A: representative images before and after treatment with FasL, PI, and Ars in CAECs loaded with 100 μM FM2–10. The fluorescence at 7 min after treatment was read for statistics. B: summarized results showing changes of FM2–10 fluorescence in Veh or vacuolin-1 (10 μM for 1 h) pretreated group, normalized by the fluorescence obtained before treatment. Values are means ± SE; n = 80 puncta from 5 batches of cells. *P < 0.05 vs. Ctrl group. #P < 0.05 vs. respective Veh group.

Fig. 8.

A: representative images of LR clustering (A) induced by PI (5 μg/ml for 30 min) and Bis (1 μg/ml for 30 min) in Scra or ASM siRNA transfected cells.
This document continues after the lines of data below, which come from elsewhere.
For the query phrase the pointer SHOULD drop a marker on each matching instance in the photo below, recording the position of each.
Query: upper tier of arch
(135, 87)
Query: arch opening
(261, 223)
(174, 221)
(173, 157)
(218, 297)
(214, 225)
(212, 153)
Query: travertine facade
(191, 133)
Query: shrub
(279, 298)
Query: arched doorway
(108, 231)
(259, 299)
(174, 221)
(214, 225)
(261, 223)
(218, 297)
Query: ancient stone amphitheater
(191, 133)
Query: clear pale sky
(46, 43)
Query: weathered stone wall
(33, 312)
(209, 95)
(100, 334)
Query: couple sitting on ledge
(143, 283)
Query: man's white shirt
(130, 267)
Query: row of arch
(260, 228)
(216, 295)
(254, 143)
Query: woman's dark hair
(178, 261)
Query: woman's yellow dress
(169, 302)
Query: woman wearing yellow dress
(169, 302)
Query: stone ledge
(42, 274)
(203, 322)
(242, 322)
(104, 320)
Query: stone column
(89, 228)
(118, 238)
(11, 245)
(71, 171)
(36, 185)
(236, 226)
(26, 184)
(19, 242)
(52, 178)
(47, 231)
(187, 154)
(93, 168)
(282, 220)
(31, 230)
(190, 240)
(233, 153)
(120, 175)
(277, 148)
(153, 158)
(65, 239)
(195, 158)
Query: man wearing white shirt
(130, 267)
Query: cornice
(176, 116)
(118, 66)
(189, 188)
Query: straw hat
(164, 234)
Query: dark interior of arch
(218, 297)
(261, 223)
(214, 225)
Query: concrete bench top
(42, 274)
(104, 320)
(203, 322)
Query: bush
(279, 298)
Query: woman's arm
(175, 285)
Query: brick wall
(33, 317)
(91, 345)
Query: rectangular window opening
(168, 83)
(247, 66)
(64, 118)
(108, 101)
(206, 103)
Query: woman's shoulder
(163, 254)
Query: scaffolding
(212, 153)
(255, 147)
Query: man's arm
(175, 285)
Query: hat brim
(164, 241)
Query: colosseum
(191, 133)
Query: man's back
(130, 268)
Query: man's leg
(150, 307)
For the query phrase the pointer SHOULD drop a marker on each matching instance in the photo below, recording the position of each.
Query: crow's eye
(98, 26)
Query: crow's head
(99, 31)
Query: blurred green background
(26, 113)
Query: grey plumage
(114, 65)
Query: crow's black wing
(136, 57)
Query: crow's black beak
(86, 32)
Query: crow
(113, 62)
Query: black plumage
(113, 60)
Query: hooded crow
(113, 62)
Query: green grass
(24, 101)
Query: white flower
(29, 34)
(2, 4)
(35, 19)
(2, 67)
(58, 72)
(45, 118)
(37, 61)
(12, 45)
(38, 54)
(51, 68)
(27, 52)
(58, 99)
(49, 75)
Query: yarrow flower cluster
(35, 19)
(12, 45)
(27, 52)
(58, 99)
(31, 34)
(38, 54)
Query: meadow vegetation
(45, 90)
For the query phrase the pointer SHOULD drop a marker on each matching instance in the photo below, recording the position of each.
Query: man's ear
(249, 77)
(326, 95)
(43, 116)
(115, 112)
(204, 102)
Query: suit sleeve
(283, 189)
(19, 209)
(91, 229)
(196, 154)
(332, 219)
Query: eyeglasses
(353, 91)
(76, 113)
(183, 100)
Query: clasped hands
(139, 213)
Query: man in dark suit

Summarized results showing quenching (B) and dequenching (C) of FM1–43 fluorescence in Scra- and siRNA-treated cell group. Values are means ± SE; n = 80 puncta from 5 batches of cells. *P < 0.05 vs. Scra group.

Fig. 9.

Impairment of endothelium-dependent vasodilator response to bradykinin (BK) induced by FasL (A), PI (B), and Bis (C) in small coronary arteries before and after application of bafilomycine (Baf; 100 nM for 20 min) and vacuolin-1 (10 μM for 1 h). Values are means ± SE; n = 5 cow hearts. *P < 0.05 vs. Ctrl group.